Bandiera del Gruppo di Lavoro Cinese per gli Schemi di Stablecoin Illegali Tra l'interesse Crescente

Crescente popolarità delle Stablecoin
Un gruppo di lavoro cinese creato per combattere le attività finanziarie illecite ha avvertito i residenti di Shenzhen di essere cauti riguardo ai progetti di investimento fraudolenti che sfruttano la comprensione limitata del pubblico riguardo alle stablecoin. In un avviso emesso il 7 luglio, l’Ufficio del Gruppo di Lavoro del Comune di Shenzhen per la Prevenzione e la Lotta alle Attività Finanziarie Illegali ha suggerito che i truffatori stanno prendendo sempre più di mira le stablecoin a causa dell’attenzione diffusa che queste hanno recentemente attirato.
Nonostante questi controlli rigidi, i funzionari cinesi e i dirigenti d’impresa prominenti hanno espresso crescente preoccupazione riguardo alla possibilità che le stablecoin possano consolidare la dominanza del dollaro statunitense nella finanza globale. Questa preoccupazione sottolinea un imperativo strategico per la Cina di esplorare alternative.
In uno sviluppo notevole, Bitcoin.com News ha recentemente riportato che due grandi giganti tecnologici cinesi stanno attivamente facendo pressioni su Pechino per ottenere l’autorizzazione a emettere stablecoin basati sullo yuan. Questa mossa segnala un potenziale cambiamento nell’approccio, indicando che mentre le attività generali in criptovaluta rimangono limitate, c’è un crescente interesse a sfruttare le stablecoin per gli obiettivi finanziari e geopolitici propri della Cina, in particolare nella promozione dell’internazionalizzazione dello yuan.

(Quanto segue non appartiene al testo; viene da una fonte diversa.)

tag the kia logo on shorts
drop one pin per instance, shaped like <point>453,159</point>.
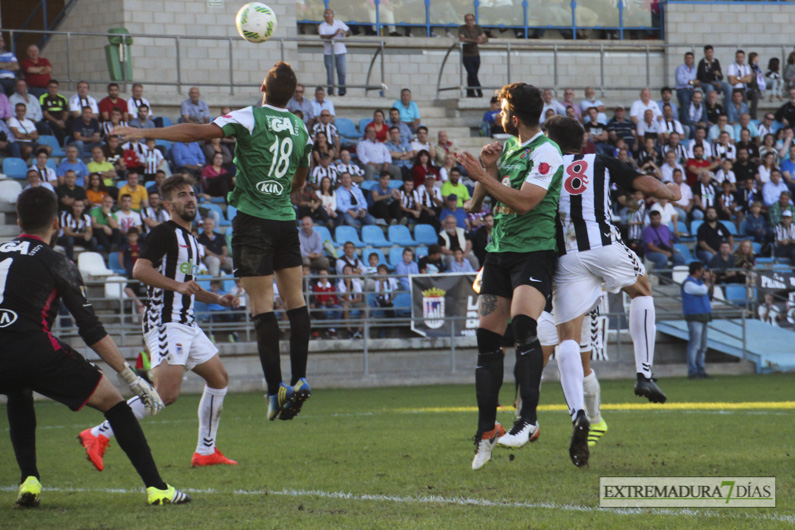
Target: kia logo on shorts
<point>270,187</point>
<point>7,317</point>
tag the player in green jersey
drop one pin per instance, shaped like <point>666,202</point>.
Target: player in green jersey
<point>524,178</point>
<point>272,158</point>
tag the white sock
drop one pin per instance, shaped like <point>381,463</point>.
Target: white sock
<point>570,367</point>
<point>210,407</point>
<point>642,328</point>
<point>593,397</point>
<point>139,410</point>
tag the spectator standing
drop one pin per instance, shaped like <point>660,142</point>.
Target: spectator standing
<point>471,35</point>
<point>8,68</point>
<point>311,246</point>
<point>299,102</point>
<point>710,235</point>
<point>409,112</point>
<point>785,237</point>
<point>113,101</point>
<point>83,99</point>
<point>193,109</point>
<point>136,101</point>
<point>686,83</point>
<point>659,243</point>
<point>351,203</point>
<point>55,110</point>
<point>76,229</point>
<point>697,290</point>
<point>216,252</point>
<point>333,32</point>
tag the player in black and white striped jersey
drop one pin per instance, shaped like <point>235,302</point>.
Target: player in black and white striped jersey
<point>591,253</point>
<point>168,264</point>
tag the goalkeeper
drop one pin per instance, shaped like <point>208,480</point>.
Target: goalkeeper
<point>33,280</point>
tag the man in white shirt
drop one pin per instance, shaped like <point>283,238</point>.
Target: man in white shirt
<point>83,99</point>
<point>136,101</point>
<point>332,32</point>
<point>375,157</point>
<point>640,106</point>
<point>670,165</point>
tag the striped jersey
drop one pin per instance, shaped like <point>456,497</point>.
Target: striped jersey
<point>175,254</point>
<point>584,221</point>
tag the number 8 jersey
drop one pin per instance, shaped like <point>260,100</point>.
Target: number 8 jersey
<point>584,212</point>
<point>272,143</point>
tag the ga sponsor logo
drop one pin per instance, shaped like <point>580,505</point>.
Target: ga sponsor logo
<point>270,187</point>
<point>7,317</point>
<point>189,268</point>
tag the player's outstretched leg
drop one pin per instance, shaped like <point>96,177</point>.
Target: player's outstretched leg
<point>488,380</point>
<point>300,330</point>
<point>642,328</point>
<point>529,366</point>
<point>96,440</point>
<point>593,401</point>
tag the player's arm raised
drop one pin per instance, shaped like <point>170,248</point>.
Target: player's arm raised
<point>182,132</point>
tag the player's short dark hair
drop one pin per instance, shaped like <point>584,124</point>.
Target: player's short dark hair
<point>524,101</point>
<point>36,208</point>
<point>566,132</point>
<point>280,83</point>
<point>173,182</point>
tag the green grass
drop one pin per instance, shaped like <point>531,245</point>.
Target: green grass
<point>369,442</point>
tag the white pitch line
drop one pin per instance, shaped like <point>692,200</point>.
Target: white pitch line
<point>438,499</point>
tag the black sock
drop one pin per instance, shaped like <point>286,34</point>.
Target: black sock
<point>268,347</point>
<point>529,365</point>
<point>22,427</point>
<point>133,442</point>
<point>299,342</point>
<point>488,377</point>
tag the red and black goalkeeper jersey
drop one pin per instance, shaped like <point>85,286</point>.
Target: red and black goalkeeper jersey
<point>33,279</point>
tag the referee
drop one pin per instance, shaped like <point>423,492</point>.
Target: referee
<point>33,280</point>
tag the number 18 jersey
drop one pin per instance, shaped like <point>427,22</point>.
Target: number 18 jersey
<point>584,218</point>
<point>272,143</point>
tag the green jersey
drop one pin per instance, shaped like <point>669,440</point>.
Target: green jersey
<point>539,162</point>
<point>272,143</point>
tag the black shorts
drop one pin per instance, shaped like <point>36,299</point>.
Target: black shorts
<point>260,246</point>
<point>505,271</point>
<point>41,363</point>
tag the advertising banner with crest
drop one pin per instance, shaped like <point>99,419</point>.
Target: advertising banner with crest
<point>439,299</point>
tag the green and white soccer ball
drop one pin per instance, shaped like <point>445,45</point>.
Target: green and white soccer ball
<point>256,22</point>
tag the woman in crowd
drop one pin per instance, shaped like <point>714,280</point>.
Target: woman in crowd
<point>216,180</point>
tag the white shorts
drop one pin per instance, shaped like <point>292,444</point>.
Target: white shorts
<point>548,332</point>
<point>179,345</point>
<point>580,275</point>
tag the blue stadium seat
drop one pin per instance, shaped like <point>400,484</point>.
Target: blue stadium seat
<point>373,235</point>
<point>425,234</point>
<point>346,128</point>
<point>347,233</point>
<point>684,252</point>
<point>735,294</point>
<point>395,255</point>
<point>114,264</point>
<point>51,141</point>
<point>369,185</point>
<point>15,168</point>
<point>400,235</point>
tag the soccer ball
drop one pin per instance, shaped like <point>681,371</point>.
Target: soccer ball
<point>255,22</point>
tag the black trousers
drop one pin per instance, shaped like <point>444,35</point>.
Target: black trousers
<point>472,65</point>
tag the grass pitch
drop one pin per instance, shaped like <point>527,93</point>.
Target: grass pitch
<point>400,457</point>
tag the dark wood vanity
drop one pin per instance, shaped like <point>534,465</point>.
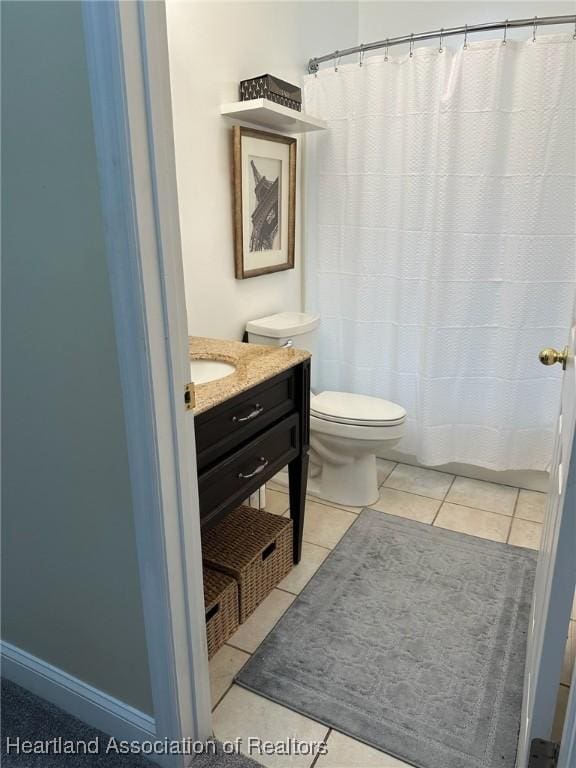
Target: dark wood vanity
<point>247,438</point>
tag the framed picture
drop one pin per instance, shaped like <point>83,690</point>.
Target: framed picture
<point>264,202</point>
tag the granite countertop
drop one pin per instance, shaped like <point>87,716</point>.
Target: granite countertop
<point>254,364</point>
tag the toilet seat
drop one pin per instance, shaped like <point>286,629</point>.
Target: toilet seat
<point>356,410</point>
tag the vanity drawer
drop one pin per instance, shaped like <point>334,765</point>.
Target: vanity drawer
<point>221,429</point>
<point>231,481</point>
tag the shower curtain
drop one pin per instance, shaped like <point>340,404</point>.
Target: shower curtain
<point>440,241</point>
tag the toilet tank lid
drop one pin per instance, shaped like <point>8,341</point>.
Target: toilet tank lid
<point>284,324</point>
<point>350,408</point>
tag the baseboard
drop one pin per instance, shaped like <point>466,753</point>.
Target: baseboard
<point>92,706</point>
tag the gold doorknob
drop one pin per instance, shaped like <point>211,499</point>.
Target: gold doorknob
<point>549,356</point>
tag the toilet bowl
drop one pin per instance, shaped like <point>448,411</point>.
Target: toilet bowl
<point>347,430</point>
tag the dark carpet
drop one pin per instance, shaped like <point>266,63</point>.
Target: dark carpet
<point>27,717</point>
<point>411,639</point>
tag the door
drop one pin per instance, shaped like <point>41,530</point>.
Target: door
<point>556,570</point>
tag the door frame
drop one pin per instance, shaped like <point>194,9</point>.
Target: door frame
<point>127,56</point>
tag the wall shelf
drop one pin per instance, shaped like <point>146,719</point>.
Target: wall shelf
<point>267,114</point>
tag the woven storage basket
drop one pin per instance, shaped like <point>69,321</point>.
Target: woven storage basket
<point>255,548</point>
<point>221,606</point>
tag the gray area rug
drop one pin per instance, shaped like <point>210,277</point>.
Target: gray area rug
<point>411,639</point>
<point>28,717</point>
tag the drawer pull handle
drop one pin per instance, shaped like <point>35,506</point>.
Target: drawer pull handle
<point>257,471</point>
<point>252,415</point>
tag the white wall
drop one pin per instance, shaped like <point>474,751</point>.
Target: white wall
<point>212,46</point>
<point>70,583</point>
<point>378,20</point>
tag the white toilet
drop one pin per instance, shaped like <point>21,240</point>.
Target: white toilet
<point>346,430</point>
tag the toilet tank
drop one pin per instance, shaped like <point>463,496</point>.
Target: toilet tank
<point>285,329</point>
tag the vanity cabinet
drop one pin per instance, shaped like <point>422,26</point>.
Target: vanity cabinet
<point>245,440</point>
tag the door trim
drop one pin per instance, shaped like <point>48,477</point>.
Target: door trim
<point>93,706</point>
<point>127,54</point>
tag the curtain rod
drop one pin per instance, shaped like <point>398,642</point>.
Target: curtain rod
<point>536,21</point>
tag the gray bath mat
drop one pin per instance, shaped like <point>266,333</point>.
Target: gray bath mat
<point>411,639</point>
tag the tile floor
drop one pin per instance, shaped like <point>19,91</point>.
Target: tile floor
<point>473,507</point>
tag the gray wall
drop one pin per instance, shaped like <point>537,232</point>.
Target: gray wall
<point>70,581</point>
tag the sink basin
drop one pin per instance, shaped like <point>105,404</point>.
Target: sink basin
<point>202,371</point>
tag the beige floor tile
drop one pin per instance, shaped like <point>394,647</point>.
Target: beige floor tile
<point>384,467</point>
<point>407,505</point>
<point>425,482</point>
<point>245,715</point>
<point>324,525</point>
<point>333,504</point>
<point>560,713</point>
<point>530,506</point>
<point>479,494</point>
<point>569,655</point>
<point>344,752</point>
<point>300,575</point>
<point>250,634</point>
<point>525,534</point>
<point>224,665</point>
<point>276,502</point>
<point>475,522</point>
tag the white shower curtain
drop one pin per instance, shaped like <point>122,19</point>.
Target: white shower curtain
<point>440,241</point>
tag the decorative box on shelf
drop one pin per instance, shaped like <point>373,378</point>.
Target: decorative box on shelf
<point>273,89</point>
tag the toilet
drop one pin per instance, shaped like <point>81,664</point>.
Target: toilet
<point>347,430</point>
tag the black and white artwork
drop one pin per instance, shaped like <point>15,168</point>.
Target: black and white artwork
<point>265,203</point>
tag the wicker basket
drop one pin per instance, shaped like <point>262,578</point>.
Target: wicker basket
<point>221,606</point>
<point>255,548</point>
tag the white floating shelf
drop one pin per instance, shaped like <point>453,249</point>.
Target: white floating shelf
<point>268,114</point>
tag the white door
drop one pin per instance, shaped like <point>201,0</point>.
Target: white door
<point>555,573</point>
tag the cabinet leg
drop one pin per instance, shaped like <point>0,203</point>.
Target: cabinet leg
<point>298,478</point>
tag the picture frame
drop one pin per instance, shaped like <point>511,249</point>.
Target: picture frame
<point>264,167</point>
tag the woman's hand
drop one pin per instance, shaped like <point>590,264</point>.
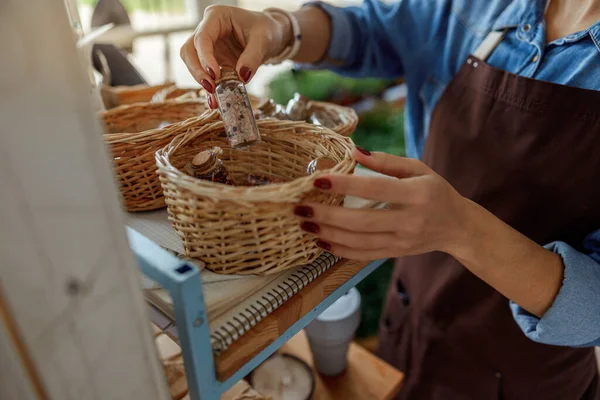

Nel frattempo, il gruppo di lavoro di Shenzhen ricorda ai potenziali investitori in stablecoin che le istituzioni impegnate in questa pratica operano illegalmente poiché non dispongono delle approvazioni necessarie.
“L’Ufficio del Gruppo di Lavoro del Comune per la Prevenzione e la Lotta alle Attività Finanziarie Illegali vi ricorda: tali istituzioni illegali non sono qualificate per assorbire pubblicamente depositi dal pubblico senza l’approvazione del dipartimento di gestione finanziaria nazionale in conformità alla legge o in violazione delle normative di gestione finanziaria nazionali,” ha avvertito il gruppo di lavoro.
Oltre a promuovere le stablecoin, le istituzioni illegali sono anche accusate di “fabbricare” valuta virtuale o asset digitali e altri progetti di investimento. Inoltre, le istituzioni devono affrontare accuse di assorbire fondi pubblici senza le autorizzazioni richieste, raccolta fondi illegale, gioco d’azzardo, frode e schemi piramidali.
Il gruppo di lavoro ha anche ribadito che secondo il Regolamento cinese sulla Prevenzione e Gestione della Raccolta Fondi Illegale, gli investitori in schemi di raccolta fondi fraudolenti non hanno possibilità di ricorso legale; pertanto, eventuali perdite subite saranno a carico degli investitori partecipanti. Ha inoltre consigliato agli investitori di segnalare tempestivamente alle autorità di pubblica sicurezza le istituzioni che operano illegalmente.